MOUNT HOLLY — The Burlington County Superior Court and three individuals were recognized for “breaking down barriers” during Servicios Latinos de Burlington County’s Cinco de Mayo.  The “Breaking Down Barriers Awards Luncheon” recognized the efforts of people and organizations in the county to assist Spanish-speaking residents.  Executive Director Angela Gonzalez founded the non-profit organization eight years ago after she watched her mother struggle to schedule doctors’ appointments because she did not speak English.

The organization is housed in the Burlington County College building on High Street and offers English as a second language classes, citizenship classes and general assistance to Spanish speaking residents. The awards were presented during a brightly decorated luncheon at BCC’s Mount Holly campus. The traditional Mexican lunch featured Martin Carrion, a mariachi singer. Superior Court Assignment Judge John A. Sweeney accepted the award on behalf of the court system. “One of our core values is fairness and fairness is about equal treatment of individuals,” he said. The court system employs a full-time Spanish translator and also was recognized for its outreach programs including its Advisory Committee on Minority Concerns. Timothy Irons, of Haines & Haines/T.C. Irons Agency, a commercial insurance company, also received the award. Gonzalez said Irons helped her secure insurance for the nonprofit organization and he also has hired bi-lingual employees to work with the many Portuguese and Brazilian contractors who buy insurance from his company. “I think it’s very important that as a business in Burlington County, inNew Jersey, in the United States of America, you do break down the barriers,” Irons said.
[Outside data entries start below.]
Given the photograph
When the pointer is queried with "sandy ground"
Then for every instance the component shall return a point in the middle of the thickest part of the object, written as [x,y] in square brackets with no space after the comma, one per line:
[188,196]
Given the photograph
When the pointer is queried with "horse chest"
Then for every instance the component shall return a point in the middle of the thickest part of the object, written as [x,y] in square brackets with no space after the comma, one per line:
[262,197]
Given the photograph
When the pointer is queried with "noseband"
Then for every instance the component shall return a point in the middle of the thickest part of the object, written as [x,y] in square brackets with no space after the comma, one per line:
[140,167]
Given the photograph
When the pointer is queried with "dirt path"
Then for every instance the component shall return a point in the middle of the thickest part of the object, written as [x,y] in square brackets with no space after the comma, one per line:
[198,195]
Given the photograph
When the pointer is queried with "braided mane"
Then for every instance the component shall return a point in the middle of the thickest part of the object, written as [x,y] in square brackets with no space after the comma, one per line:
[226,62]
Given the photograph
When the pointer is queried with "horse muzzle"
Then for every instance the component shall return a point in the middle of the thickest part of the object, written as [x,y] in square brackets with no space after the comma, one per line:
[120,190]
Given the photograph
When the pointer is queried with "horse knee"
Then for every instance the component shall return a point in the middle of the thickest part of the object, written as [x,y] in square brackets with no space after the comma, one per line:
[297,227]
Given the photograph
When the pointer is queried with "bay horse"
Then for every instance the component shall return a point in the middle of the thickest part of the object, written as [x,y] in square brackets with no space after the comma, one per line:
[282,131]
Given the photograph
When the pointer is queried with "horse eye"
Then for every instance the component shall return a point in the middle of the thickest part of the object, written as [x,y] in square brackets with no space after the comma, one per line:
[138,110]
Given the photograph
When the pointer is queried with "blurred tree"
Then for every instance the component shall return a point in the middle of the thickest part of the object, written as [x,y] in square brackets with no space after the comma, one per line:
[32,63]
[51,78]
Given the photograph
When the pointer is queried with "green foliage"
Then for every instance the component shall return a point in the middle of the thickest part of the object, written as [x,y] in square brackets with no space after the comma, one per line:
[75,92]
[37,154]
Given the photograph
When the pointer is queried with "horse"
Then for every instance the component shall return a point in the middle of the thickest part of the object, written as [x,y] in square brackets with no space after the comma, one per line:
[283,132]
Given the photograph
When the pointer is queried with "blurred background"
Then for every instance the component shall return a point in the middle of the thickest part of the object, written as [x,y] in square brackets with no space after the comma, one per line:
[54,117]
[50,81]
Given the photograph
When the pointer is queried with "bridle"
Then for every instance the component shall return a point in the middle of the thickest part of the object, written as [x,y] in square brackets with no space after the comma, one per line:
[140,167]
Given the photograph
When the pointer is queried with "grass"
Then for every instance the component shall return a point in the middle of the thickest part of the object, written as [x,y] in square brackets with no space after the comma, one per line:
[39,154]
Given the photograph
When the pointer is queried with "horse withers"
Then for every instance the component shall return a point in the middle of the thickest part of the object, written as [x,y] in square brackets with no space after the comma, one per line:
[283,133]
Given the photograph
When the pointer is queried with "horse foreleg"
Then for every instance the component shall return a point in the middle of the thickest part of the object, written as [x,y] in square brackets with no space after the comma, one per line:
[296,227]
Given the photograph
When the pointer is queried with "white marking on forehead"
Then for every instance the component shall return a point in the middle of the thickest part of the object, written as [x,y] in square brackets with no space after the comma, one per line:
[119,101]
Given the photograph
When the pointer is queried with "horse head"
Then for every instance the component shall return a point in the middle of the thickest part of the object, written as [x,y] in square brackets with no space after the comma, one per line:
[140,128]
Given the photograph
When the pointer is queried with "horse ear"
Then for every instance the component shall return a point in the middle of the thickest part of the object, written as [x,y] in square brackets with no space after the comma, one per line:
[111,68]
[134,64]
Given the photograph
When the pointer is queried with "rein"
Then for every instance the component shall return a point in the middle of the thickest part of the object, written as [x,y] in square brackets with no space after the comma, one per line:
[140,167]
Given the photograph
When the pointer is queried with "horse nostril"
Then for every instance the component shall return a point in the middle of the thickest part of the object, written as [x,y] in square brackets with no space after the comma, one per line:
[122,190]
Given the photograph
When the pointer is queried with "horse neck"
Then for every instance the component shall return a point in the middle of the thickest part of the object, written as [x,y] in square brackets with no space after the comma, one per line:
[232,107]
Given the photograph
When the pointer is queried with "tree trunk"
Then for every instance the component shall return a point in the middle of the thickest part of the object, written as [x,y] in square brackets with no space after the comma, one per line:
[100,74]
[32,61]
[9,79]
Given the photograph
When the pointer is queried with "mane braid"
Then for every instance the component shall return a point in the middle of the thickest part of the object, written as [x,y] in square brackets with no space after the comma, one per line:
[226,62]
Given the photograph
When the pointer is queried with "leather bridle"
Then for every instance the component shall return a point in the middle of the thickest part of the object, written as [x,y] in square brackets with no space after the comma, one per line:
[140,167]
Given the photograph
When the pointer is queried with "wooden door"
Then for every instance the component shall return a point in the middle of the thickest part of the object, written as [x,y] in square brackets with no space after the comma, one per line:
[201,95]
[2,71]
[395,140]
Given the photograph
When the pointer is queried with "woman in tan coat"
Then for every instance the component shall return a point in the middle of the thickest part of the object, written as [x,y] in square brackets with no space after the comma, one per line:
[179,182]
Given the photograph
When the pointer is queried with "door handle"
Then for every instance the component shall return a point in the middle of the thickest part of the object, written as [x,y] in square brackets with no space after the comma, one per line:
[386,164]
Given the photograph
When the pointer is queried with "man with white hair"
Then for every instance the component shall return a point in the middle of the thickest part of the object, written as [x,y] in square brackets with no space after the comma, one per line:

Servicios Latinos honored one of its community volunteers, Ann Jingoli ofMansfield, for her work with the organization. Jingoli helps prepare clients for their citizenship interviews and also helps find needed items, such as furniture and clothing for clients.  “I like to help people because there are so many people that need to be helped,” she said. “When I see a person, I don’t see their color or nationality. I see them as human. I think we should all be treated the same.  Wendy Stella Gomez, manager of Sam’s Club in Cinnaminson, was honored with the “Latinos Making a Difference Award.” During her acceptance speech, she presented the organization with a $700 donation from Sam’s Club. Gomez was recognized for working her way from a part-time cashier to managing a $70 million club and encouraging others to do the same. Her store is also involved in many charitable causes. “Giving back is a very rewarding experience and that’s my challenge to everybody here, to go back and make a difference,” she said.